Plaintiff’s main objection to the giving of this instruction appears to be that it might have misled the jury into believing that her husband’s negligence could be imputed to her. We cannot agree.

The instruction in question was carefully worded so as to avoid any implication that the statute might have been violated by a party to the action. Moreover, the jury was specifically instructed by plaintiff’s instruction No. 5 (IPI Civil No. 72.03) that plaintiff could not be charged with the negligence, if any, of her driver. Under such circumstances, no reversible error on these grounds is presented. Nowak v. Witt, 14 Ill. App. 2d 482, 487, 144 N.E.2d 813, 814-15.

In addition, we note that the defendant’s theory at trial was that the accident was not caused by any negligence on her part, but rather by the negligence of plaintiff’s driver. As can be seen from our discussion of the facts such a view clearly was supported by the evidence; consequently the defendant had a right to have the instruction presented to the jury. *627 Pantaleo v. Gamm, 106 Ill. App. 2d 116, 245 N.E.2d 618; Smith v. Ford, 43 Ill. App. 3d 407, 356 N.E.2d 1306; Garrett v. Babb, 24 Ill. App. 3d 941, 322 N.E.2d 217.

Plaintiff’s final contention is that the trial court erred in refusing her tendered instructions Nos. 13 and 23. She, however, has not specified in her brief why such refusal was error.
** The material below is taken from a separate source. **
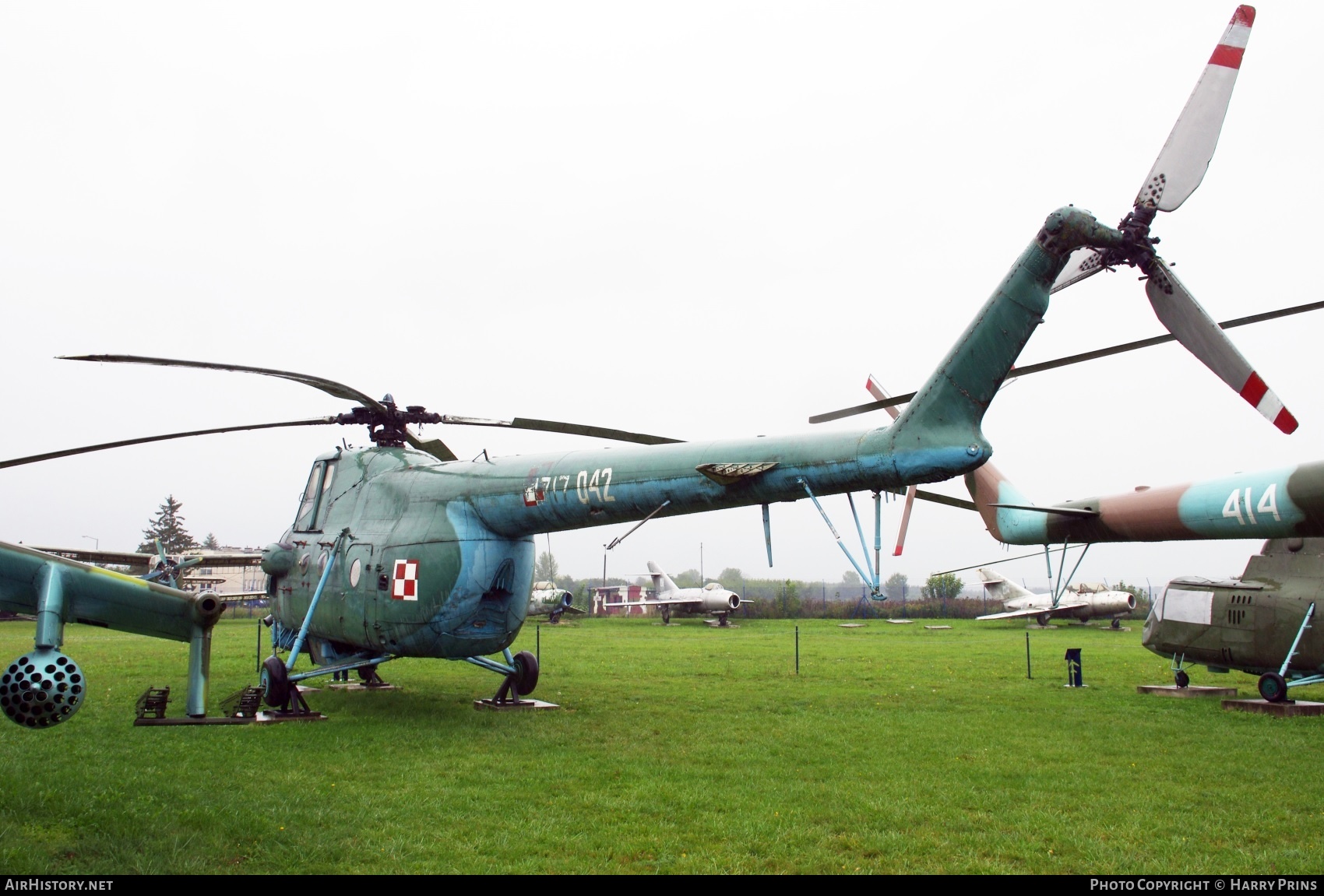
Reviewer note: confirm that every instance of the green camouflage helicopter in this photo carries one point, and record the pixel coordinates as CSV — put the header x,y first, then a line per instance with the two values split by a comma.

We have examined the instructions and the exchange which occurred at the conference on instructions. It is our finding that these non-IPI instructions were properly refused. No. 13 was especially objectionable since it assumed as proved that defendant had not maintained a proper lookout although that proposition was very much at issue. Moreover, even if more artfully drawn instructions on defendant’s duty to maintain a lookout would have been given, the refusal of these instructions is not error since their essence was covered by plaintiff’s instructions Nos. 11 — A, 12, and 19.

For the foregoing reasons, we affirm the judgment of the circuit court of Madison County.

Affirmed.

Mr. JUSTICE WINELAND,

specially concurring:

Had I been sitting without a jury as the finder of fact in this case I would have reached a contrary result to the verdict returned by the jury here. Nevertheless, I cannot say that the verdict of the jury is against the manifest weight of the evidence. I therefore concur.

Mr. JUSTICE GEORGE J. MORAN,

dissenting:

I do not agree with the majority holding that the negligence of plaintiff’s husband was the sole cause of the accident. This contention was not even made by appellee in her brief to this court.

I also believe that it was error for the trial court to give defendant’s instruction number 3.

I would remand this case for a new trial.